From this I calculated that:

Value of k obtained

Using the equation given iun the "Calculation" section, and the data in the immediately above "Data" section, k=3.92 Wm-1K-1. I continue getting this, even after intense checking, so either I have made a severe error in some very obscure place or there was some problem in the experiment (see the Limitations section below). I think it is the latter. The reason I think this is a "wrong" value is that it is closer to the value of k for marble (a modest insulator) than for most insulators. Of course, it might be correct! After all, it has been collected emprically, so there must be some measure of truth in it's value.

Errors

The hic-up at the start of the graph is probably due to the lag between the disc heating up and the probe heating up. Also, the first few seconds of measuring still had the heater near the disc (I was still setting up the apparatus for cooling). This has no particularily bad effect on the experiment and so can be ignored safely.
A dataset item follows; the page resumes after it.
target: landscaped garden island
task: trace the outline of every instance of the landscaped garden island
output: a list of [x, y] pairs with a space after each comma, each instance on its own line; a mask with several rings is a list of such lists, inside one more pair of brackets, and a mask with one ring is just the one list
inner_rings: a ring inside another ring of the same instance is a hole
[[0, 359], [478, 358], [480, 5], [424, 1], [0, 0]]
The actual error can be calculated by:

dk/k = dx/x + dA/A + dm/m + dc/c + dT1/T1 + dT2/T2 + d(dT/dt)/(dT/dt)

Which can be simplifed quite a lot. To start with, the dc/c is laughibly small (since it is the "official" value) and can be removed completely. Secondly, that odd looking construction at the end (which represents the error in the gradient) can be turned into (G1-G2) / (G1+G2) where G1 and G2 are the low and high gradients respectively. Finally, dm/m is also very small (around 0.0005g error) and can be dropped. This leaves:

dk = k dx/x + dA/A + dT1/T1 + dT2/T2 + (G1-G2) / (G1+G2)

I therefore make the absolute error to be 2.17 (about 55%) !!! This is largely due to the error in width (0.5, the others only come up to the 0.05). This also means that the value of k obtained could mean anything from 1.75 to 6.09 Wm-1K-1.

Limitations and Evaluation

The most important limitation/problem is the width of the cloth. When I placed the cloth in, I tightened up the bolt a lot. This means that the air was all squeezed out, so the cloth was probably no longer the insulator I expected. This is not such a bad problem really, since if we were looking for Air's k we would do that seperately. It is quite likely that the cloth was really only 0.5mm wide during the experiment, even smaller than I have suggested in the "Errors" section above.

Another problem I had was that I had to do the experiment twice - the first time, when I did the decay graph I opted for two seconds as planned but it finished it's 512 readings at 29.7°C, making the graph useless since one needs the working temperature to be in the middle. So I redid the entire experiment (I had to do the first bit too because this was 2 days later and the room temperature had changed), and used a four seconds interval instead. In hindsight, it is obvious that quite unlike my estimated 20 minutes, it takes around 25 minutes to cool the disc.